Drie suggesties voor verbetering
Hoe dit te verbeteren? Ten eerste zouden professionals meer met elkaar moeten optrekken, in plaats van elkaar te beconcurreren. In de jeugdzorg op gemeentelijk niveau is veel aandacht voor aansluiting op de lokale behoefte. Om ervoor te zorgen dat iedere gemeente, mensen thuis, op school en internet op tijd zien dat een meisje dreigt te worden geprostitueerd, is meer samenwerking nodig.
Ten tweede moeten organisaties gezamenlijk in plaats van ieder apart methodes ontwikkelen, de inspectie wees er in haar rapport terecht op.
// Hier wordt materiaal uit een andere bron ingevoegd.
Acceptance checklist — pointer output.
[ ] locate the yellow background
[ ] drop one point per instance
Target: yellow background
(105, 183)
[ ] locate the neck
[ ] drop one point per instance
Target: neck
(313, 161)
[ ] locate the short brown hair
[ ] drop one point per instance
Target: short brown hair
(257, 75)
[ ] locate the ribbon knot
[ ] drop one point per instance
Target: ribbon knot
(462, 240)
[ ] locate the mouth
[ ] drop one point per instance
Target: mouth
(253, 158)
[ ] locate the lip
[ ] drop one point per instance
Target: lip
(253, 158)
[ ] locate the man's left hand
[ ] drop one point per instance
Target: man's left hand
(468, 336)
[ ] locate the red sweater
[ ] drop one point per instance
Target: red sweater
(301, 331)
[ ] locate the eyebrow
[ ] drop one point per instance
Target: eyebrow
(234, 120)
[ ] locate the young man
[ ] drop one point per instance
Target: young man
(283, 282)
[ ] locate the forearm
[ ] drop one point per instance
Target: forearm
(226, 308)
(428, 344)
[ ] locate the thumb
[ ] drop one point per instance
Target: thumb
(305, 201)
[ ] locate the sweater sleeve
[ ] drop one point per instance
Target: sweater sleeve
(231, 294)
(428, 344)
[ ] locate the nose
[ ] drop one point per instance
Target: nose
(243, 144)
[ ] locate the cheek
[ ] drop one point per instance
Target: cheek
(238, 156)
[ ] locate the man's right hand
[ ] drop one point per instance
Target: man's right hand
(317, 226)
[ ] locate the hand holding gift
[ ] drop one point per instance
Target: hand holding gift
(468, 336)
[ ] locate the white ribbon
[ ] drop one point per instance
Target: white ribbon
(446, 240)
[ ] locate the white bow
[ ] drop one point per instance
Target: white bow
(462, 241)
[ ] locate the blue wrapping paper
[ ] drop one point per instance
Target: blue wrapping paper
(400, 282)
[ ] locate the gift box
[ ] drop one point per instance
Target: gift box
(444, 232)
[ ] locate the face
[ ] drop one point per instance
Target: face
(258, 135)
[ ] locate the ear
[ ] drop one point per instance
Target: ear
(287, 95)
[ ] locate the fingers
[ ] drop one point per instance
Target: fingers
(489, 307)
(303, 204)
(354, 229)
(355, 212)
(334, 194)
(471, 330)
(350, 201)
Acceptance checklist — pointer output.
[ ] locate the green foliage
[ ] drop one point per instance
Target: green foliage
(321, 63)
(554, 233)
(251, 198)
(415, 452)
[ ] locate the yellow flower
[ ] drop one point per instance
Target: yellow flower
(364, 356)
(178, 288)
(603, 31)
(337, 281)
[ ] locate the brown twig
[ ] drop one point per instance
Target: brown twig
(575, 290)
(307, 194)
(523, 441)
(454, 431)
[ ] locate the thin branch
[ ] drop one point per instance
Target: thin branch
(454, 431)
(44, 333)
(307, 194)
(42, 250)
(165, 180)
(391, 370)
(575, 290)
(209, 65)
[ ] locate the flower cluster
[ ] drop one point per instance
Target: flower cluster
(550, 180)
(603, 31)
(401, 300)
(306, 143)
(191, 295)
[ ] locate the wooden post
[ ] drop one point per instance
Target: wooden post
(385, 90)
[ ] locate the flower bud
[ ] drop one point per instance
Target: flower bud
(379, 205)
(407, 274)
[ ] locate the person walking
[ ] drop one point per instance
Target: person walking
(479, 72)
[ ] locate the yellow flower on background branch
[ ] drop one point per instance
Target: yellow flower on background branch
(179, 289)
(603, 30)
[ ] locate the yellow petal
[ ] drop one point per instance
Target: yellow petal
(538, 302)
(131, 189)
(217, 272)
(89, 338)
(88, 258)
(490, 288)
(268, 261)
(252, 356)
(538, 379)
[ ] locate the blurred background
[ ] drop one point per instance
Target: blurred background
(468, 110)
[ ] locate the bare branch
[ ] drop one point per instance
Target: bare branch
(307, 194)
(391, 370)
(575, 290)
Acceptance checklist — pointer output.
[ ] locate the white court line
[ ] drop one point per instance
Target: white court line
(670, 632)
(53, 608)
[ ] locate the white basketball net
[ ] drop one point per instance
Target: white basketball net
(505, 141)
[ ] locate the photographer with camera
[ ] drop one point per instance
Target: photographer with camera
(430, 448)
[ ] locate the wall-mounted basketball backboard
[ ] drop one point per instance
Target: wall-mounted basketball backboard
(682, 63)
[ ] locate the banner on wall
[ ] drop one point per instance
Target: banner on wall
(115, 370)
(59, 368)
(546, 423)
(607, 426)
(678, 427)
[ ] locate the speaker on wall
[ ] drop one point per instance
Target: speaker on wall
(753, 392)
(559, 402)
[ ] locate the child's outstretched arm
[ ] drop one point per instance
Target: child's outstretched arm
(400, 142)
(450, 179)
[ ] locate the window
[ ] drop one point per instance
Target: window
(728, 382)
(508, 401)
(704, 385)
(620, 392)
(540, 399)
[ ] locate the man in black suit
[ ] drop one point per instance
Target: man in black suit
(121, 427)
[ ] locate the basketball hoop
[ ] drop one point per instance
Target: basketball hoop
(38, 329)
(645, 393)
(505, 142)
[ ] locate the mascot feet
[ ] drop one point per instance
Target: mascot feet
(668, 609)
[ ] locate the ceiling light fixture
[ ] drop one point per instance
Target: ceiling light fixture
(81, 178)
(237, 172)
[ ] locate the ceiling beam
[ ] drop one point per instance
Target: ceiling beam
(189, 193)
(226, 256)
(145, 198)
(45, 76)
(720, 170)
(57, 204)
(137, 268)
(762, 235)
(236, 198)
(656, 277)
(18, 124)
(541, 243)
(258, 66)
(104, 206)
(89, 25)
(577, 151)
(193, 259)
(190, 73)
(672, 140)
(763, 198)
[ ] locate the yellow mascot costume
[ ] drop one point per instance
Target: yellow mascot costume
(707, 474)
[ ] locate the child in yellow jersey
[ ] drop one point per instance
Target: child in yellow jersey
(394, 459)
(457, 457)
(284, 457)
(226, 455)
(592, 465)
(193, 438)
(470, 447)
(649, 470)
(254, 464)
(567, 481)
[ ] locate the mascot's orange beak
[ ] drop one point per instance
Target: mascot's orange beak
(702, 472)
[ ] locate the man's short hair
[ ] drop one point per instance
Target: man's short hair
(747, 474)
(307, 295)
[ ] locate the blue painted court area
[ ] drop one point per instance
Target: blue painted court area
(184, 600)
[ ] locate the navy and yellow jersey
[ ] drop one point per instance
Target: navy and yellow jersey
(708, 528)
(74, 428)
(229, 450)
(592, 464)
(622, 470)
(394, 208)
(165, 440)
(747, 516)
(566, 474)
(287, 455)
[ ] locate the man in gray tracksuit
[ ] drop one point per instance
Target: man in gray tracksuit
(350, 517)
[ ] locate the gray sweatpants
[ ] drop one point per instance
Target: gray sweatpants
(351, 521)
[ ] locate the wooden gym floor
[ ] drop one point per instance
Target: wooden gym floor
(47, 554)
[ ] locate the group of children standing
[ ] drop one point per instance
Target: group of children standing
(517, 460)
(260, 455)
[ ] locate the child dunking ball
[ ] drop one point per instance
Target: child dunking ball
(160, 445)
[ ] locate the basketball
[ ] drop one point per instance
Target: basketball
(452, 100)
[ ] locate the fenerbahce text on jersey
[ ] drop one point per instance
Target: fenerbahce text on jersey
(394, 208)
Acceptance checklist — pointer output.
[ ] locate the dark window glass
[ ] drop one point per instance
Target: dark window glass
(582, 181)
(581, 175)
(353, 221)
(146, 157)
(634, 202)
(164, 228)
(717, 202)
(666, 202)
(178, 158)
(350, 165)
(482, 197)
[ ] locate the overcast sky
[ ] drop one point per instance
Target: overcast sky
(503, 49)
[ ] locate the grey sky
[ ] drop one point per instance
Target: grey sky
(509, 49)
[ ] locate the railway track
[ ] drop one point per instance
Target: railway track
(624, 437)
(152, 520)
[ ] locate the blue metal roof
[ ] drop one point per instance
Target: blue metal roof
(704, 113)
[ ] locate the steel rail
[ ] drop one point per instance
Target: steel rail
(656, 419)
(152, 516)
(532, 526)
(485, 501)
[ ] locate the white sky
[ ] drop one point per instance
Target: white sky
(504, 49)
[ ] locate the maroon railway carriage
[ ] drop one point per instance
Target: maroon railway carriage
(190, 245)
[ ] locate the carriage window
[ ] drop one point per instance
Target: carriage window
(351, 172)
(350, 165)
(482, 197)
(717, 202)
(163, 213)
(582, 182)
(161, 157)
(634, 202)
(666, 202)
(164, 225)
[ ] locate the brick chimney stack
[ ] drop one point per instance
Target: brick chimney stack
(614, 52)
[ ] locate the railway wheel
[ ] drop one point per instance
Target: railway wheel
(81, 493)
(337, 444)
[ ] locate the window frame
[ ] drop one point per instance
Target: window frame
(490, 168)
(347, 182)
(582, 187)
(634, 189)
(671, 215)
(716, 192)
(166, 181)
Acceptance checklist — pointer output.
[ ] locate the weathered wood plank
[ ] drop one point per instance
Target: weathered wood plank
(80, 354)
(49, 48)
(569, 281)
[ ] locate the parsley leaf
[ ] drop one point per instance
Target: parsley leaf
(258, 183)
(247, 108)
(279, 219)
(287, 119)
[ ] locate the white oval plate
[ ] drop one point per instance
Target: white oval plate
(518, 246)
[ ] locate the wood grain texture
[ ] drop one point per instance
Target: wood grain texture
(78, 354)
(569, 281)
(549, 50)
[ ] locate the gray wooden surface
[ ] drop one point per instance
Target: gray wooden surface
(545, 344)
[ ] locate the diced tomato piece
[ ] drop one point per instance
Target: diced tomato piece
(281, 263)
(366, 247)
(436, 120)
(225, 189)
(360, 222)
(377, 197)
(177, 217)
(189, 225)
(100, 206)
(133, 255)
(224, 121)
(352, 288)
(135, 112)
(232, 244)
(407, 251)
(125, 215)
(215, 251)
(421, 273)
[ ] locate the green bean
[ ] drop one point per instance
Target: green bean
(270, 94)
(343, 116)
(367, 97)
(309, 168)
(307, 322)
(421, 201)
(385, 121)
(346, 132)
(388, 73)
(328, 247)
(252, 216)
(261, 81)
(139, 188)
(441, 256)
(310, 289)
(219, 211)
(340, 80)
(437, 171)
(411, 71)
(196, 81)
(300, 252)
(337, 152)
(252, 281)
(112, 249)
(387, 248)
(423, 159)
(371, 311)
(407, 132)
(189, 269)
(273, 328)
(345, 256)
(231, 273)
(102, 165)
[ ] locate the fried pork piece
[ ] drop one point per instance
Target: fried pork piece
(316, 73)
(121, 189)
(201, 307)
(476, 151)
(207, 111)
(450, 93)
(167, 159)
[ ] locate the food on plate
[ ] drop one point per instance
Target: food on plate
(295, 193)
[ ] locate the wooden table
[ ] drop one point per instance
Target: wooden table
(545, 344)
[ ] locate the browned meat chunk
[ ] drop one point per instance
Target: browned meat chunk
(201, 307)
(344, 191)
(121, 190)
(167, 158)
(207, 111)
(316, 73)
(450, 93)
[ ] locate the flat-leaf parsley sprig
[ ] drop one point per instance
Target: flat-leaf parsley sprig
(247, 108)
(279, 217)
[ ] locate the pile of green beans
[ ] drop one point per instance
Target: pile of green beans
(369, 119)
En om dit alles te kunnen bewerkstelligen moeten, ten derde, de landelijke instellingen, zoals het Nederlands Jeugd Instituut en Jeugdzorg Nederland, maar ook de Vereniging Nederlandse gemeenten, hun krachten bundelen. Door elkaar expertise en elkaars middelen te benutten, kunnen de signalering van de problematiek en het bereik van de hulpverlening aanzienlijk verbeteren. En dat is hard nodig, want voor zover de loverboys hun praktijken geheim kunnen houden, weet je zeker dat: ‘Je het pas ziet als je het door hebt.’
Juliette Sonderman is onderzoeker genderspecifieke jeugdzorg Hogeschool Leiden.
Dike van de Mheen is directeur van Tranzo, Wetenschappelijk Centrum voor Zorg en Welzijn, Tilburg University.